People familiar with the matter said today that Google plans to abandon Broadcom as early as 2027 and instead develop its own AI server chips. Earlier this year, Google and Broadcom failed to reach an agreement on chip pricing, the person said. For this reason, Google decided to abandon Broadcom as the supplier of its AI chip tensor processing units (TPU).
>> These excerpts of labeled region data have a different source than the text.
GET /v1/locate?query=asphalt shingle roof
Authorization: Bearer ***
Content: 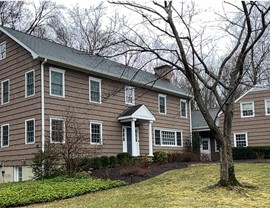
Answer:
[0,26,191,98]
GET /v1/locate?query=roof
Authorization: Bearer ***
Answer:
[191,108,219,130]
[118,104,156,122]
[0,26,191,98]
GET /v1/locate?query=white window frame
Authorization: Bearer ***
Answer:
[1,123,10,148]
[158,94,167,115]
[1,79,10,105]
[0,41,7,61]
[50,116,66,144]
[25,69,35,98]
[154,128,183,147]
[90,121,103,145]
[89,77,102,104]
[50,67,66,98]
[240,101,255,118]
[233,132,248,147]
[125,86,135,105]
[25,118,36,144]
[264,99,270,116]
[180,99,188,118]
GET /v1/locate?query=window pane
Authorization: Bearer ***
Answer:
[235,134,247,147]
[26,120,35,143]
[159,97,166,113]
[51,120,64,142]
[26,72,34,96]
[51,71,63,96]
[2,125,9,146]
[90,80,100,102]
[91,123,101,144]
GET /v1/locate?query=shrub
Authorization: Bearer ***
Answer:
[116,152,133,166]
[100,156,110,168]
[232,147,270,160]
[109,156,118,168]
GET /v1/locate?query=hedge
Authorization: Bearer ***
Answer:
[232,146,270,160]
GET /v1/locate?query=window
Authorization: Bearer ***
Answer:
[0,42,6,60]
[125,86,135,105]
[180,100,187,118]
[158,94,167,114]
[50,68,65,97]
[234,133,248,147]
[1,80,9,105]
[25,70,35,97]
[25,119,35,144]
[13,166,22,182]
[240,102,255,117]
[89,77,101,103]
[1,124,9,147]
[90,122,102,144]
[51,118,65,143]
[265,100,270,115]
[155,129,183,147]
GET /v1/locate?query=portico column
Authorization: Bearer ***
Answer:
[148,121,154,156]
[131,119,137,156]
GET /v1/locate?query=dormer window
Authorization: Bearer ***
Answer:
[240,102,255,118]
[0,42,6,60]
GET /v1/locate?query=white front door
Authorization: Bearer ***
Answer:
[201,138,211,161]
[122,126,140,156]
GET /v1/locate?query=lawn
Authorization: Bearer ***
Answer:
[23,163,270,208]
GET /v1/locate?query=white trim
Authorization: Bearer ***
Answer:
[0,41,7,61]
[264,99,270,116]
[158,94,167,115]
[240,101,255,118]
[90,121,103,145]
[154,127,183,147]
[180,99,188,118]
[233,132,248,147]
[1,79,10,105]
[125,86,135,105]
[49,67,66,98]
[24,69,36,98]
[1,123,10,148]
[89,77,102,104]
[50,116,66,144]
[25,118,36,144]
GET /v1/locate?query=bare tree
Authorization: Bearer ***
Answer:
[110,1,270,187]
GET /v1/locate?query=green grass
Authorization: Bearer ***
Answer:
[0,177,125,207]
[23,163,270,208]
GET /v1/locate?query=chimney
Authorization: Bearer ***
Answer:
[154,65,172,82]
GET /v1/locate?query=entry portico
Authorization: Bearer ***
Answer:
[118,105,156,156]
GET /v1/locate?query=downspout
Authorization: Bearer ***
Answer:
[40,58,48,152]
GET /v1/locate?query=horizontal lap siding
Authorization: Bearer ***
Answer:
[222,90,270,146]
[45,66,190,155]
[0,36,41,165]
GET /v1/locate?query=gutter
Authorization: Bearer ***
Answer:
[40,58,48,152]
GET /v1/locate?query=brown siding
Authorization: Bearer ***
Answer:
[42,66,190,155]
[221,90,270,146]
[0,35,41,165]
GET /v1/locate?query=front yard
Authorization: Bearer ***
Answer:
[23,163,270,208]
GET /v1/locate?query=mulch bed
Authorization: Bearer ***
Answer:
[91,162,189,184]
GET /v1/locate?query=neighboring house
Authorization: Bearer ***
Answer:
[191,109,219,161]
[0,27,191,181]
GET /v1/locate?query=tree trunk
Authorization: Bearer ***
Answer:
[218,137,241,187]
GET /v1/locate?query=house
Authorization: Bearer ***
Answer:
[191,85,270,161]
[0,27,191,181]
[191,108,219,161]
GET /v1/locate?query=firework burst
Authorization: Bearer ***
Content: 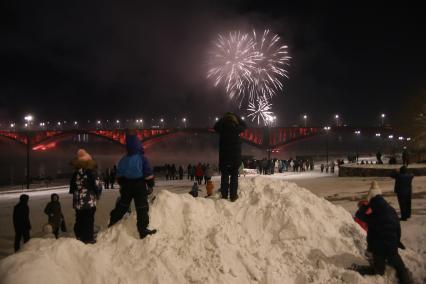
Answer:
[250,30,291,100]
[207,31,260,101]
[247,98,273,125]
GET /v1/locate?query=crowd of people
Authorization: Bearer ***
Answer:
[13,113,413,283]
[351,165,414,284]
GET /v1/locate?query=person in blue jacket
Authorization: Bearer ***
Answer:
[108,134,157,239]
[391,166,414,221]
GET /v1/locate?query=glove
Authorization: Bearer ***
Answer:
[146,186,154,195]
[145,178,155,188]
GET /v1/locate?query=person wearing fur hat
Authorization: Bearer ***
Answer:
[391,166,414,221]
[356,181,411,283]
[44,193,64,238]
[13,194,31,252]
[69,149,102,244]
[108,134,157,239]
[214,112,247,202]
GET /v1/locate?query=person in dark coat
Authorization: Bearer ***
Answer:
[69,149,102,244]
[356,181,411,284]
[108,134,157,239]
[376,151,383,165]
[109,165,117,189]
[179,166,183,179]
[402,147,410,166]
[391,166,414,221]
[214,112,247,202]
[44,193,64,238]
[189,182,198,197]
[13,194,31,252]
[186,164,192,180]
[195,163,204,184]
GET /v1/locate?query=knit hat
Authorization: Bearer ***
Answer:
[367,180,382,201]
[77,149,92,161]
[126,134,143,156]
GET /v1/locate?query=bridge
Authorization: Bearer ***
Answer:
[0,127,406,150]
[0,127,321,150]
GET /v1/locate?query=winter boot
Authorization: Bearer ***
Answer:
[230,194,238,202]
[139,228,157,239]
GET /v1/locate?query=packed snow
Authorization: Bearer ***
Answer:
[0,177,426,284]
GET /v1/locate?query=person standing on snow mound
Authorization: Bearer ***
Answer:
[355,181,411,284]
[44,193,64,238]
[13,194,31,252]
[108,135,157,239]
[69,149,102,244]
[214,112,247,202]
[391,166,414,221]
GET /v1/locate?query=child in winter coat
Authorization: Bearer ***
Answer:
[355,181,411,283]
[354,199,371,231]
[44,193,64,238]
[108,134,157,239]
[13,194,31,252]
[69,149,102,244]
[206,180,214,197]
[189,182,198,197]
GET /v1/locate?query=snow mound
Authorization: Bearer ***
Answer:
[0,177,422,284]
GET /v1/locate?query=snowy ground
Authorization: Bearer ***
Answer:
[0,171,426,283]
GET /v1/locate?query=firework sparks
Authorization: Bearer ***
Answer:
[250,30,291,100]
[207,31,259,100]
[207,30,290,106]
[247,99,273,125]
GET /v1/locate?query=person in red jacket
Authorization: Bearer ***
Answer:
[195,163,204,184]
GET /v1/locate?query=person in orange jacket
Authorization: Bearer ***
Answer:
[206,180,214,197]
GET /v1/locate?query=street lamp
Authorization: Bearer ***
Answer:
[24,114,34,127]
[324,126,331,164]
[355,130,361,163]
[24,114,34,189]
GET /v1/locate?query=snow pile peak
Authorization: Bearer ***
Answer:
[0,177,376,283]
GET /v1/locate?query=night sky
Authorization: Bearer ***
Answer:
[0,0,426,125]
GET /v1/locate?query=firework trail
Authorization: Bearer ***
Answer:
[249,30,291,100]
[247,98,273,125]
[207,31,260,101]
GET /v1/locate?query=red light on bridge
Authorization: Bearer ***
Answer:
[33,142,56,151]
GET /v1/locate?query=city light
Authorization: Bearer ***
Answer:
[24,114,34,122]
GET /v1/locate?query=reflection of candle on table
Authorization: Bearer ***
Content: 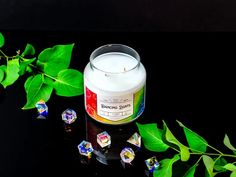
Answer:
[84,44,146,124]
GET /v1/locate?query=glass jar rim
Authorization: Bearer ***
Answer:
[89,44,140,74]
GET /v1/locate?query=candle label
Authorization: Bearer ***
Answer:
[85,87,145,124]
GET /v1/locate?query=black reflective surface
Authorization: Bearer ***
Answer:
[0,31,236,177]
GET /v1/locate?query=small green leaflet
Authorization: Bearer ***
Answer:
[24,76,34,93]
[230,171,236,177]
[53,69,84,97]
[22,74,53,109]
[214,157,227,172]
[0,32,5,48]
[163,121,190,161]
[184,163,198,177]
[21,44,35,57]
[0,65,7,83]
[19,58,36,76]
[2,59,19,88]
[37,44,74,77]
[224,134,236,153]
[136,123,169,152]
[177,121,208,152]
[153,154,180,177]
[202,155,217,177]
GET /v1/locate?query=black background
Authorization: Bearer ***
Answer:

Google executives have discussed this extensively. This means that Google will design its TPU chip independently. The move is expected to help Google save billions of dollars in costs each year. Currently, Google is investing heavily in artificial intelligence research and development. Research and development for artificial intelligence is particularly expensive compared to other types of research and development.
Broadcom CEO Hock Tan recently said that generative artificial intelligence will account for more than 25% of the company's semiconductor revenue next year. In the second fiscal quarter of fiscal 2023 that ended in April, artificial intelligence revenue accounted for approximately 15% of Broadcom's semiconductor business revenue, while this proportion will be only 10% in fiscal 2022.
Last year, Microsoft-backed artificial intelligence startup OpenAI triggered an AI technology arms race in the technology industry after it released the generative chatbot ChatGPT. This year, Google has also increased its investment in generative artificial intelligence in an effort to catch up.
Data from research firm Similarweb shows that in August this year, Google’s artificial intelligence chatbot Bard had 183 million visits, which was only 13% of ChatGPT’s visits.
At the same time, people familiar with the matter also said that Google also plans to cooperate with chip manufacturer Marvell Technology to launch a new network chip next year, with the development codename "Granite Redux".
Google, Broadcom and Marvell have yet to comment.